A country church. I arrived and cracked my cold hands from their handlebar grip and amazingly they warmed to play the pipe organ. A straightforward little instrument it was, two manuals, nothing fancy, but my feet connected effortlessly with the pedal board.  And within half an hour of warming up we were one.

Pastor asked if I could play “a little somethin-somethin-somethin” while people sat down before the prelude. What I call “filler” music, or “emergency backup” music. I hadn’t brought any, but was able to forage through the sliding piles of books around the organ and find something appropriate. “Noodle music”, as Mr. First Presbyterian Choir Director would call it.  I noodled away and watched the church fill.  And fill.

Every pew filled. The children brimmed all over the front steps for children’s time and I don’t think I’ve ever seen a congregation with so many brightly flowered dresses or bow-ties or suit-jackets in such a long time. I do enjoy the Methodists. And with my experience playing for Methodists before, I know they especially resonate with the happy and “boom-chunk” music.  I had fun. I had so much fun in church this morning.  I charged the hymns right along and people sang lustily.

“We’re so glad you’re not doing only soil!” said one of the choir members, when they learned of my actual day-job.
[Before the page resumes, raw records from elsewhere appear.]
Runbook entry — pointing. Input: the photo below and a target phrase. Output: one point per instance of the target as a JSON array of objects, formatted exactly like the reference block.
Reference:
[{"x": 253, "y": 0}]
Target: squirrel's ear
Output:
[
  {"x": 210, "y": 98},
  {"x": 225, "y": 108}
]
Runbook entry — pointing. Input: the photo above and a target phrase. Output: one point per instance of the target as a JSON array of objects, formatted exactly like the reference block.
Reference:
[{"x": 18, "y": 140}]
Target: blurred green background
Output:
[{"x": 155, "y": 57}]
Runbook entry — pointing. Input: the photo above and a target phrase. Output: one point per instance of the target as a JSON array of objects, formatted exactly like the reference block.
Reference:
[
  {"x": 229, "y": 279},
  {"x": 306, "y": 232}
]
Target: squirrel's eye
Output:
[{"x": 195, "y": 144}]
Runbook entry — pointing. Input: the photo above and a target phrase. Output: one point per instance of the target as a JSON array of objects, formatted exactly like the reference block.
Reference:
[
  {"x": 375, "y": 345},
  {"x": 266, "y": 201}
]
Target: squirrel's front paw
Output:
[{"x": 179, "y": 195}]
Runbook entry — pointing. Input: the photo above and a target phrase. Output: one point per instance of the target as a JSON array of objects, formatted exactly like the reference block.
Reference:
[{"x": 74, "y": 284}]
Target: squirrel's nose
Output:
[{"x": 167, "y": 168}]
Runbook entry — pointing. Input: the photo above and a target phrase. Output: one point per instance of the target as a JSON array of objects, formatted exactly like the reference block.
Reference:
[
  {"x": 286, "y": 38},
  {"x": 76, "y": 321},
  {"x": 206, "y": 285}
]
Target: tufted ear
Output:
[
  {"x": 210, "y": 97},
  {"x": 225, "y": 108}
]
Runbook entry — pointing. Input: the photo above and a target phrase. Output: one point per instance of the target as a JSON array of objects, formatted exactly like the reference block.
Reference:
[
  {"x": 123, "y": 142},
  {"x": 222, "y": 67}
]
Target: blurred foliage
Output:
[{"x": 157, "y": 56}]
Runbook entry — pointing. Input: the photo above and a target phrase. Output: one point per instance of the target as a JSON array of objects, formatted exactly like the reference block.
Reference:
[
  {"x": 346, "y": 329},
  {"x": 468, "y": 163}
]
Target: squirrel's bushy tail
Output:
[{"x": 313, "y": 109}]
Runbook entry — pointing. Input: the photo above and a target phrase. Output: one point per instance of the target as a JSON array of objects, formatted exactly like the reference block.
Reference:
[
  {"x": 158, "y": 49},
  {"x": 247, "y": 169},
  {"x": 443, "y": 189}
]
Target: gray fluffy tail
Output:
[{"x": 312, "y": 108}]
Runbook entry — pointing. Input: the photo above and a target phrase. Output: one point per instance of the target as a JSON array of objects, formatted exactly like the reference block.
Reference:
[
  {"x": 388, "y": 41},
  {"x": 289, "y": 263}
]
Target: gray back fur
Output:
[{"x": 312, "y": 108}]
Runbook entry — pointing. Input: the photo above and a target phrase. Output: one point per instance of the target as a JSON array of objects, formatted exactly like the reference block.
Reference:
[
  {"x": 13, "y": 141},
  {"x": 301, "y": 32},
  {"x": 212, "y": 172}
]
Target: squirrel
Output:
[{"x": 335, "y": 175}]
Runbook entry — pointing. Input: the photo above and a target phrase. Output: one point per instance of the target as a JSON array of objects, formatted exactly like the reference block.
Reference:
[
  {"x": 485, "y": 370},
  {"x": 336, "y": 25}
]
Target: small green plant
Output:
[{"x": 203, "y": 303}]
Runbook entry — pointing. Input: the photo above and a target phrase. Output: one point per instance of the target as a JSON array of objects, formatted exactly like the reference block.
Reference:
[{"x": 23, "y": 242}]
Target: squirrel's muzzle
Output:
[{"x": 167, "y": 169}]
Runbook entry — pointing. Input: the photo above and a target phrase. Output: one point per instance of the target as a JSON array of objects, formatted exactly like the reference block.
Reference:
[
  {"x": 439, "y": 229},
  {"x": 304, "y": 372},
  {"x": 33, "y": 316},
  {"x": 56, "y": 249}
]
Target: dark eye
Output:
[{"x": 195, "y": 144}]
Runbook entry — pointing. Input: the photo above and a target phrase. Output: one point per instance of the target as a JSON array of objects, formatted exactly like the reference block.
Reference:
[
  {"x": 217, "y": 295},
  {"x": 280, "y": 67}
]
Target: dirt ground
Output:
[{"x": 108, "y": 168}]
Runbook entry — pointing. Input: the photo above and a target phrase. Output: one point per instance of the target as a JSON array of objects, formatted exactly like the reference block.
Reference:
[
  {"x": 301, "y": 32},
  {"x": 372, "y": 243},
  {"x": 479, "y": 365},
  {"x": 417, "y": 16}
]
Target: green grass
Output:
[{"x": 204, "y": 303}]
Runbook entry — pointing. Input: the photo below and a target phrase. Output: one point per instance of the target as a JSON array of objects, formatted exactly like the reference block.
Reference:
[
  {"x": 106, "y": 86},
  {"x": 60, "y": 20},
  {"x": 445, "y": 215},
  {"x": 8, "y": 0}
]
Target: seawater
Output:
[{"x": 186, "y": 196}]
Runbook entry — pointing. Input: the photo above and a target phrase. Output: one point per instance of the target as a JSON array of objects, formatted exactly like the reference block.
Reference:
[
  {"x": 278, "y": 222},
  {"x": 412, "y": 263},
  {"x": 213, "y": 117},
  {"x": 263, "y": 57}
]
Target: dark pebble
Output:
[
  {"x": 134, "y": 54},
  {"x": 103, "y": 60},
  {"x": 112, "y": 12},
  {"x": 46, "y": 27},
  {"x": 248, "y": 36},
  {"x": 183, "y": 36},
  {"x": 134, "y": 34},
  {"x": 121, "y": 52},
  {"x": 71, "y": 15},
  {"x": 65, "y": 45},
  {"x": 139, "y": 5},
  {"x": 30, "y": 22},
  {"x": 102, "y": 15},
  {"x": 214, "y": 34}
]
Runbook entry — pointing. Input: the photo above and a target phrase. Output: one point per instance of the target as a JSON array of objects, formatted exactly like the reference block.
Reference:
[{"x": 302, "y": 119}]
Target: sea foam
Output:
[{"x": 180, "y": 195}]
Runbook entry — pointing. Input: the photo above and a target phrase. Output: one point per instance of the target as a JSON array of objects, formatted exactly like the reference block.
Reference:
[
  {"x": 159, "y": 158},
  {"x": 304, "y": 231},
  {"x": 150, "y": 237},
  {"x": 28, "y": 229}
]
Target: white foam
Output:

I played Emperor’s Fanfare for the postlude, all big chords and trills and DAH DAH DAH deep pedal notes. This piece takes no small amount of concentration and it is a blast, in all senses of the word. I landed the final chord, and surfaced back into the world, and heard something I’ve never heard in church before. The people weren’t only clapping, they were cheering. Cheering and hooting. I was blown away. I loved all those Methodists even more.

Mrs. Alto was standing at my elbow all smiles: “You PUMP IT, girl!”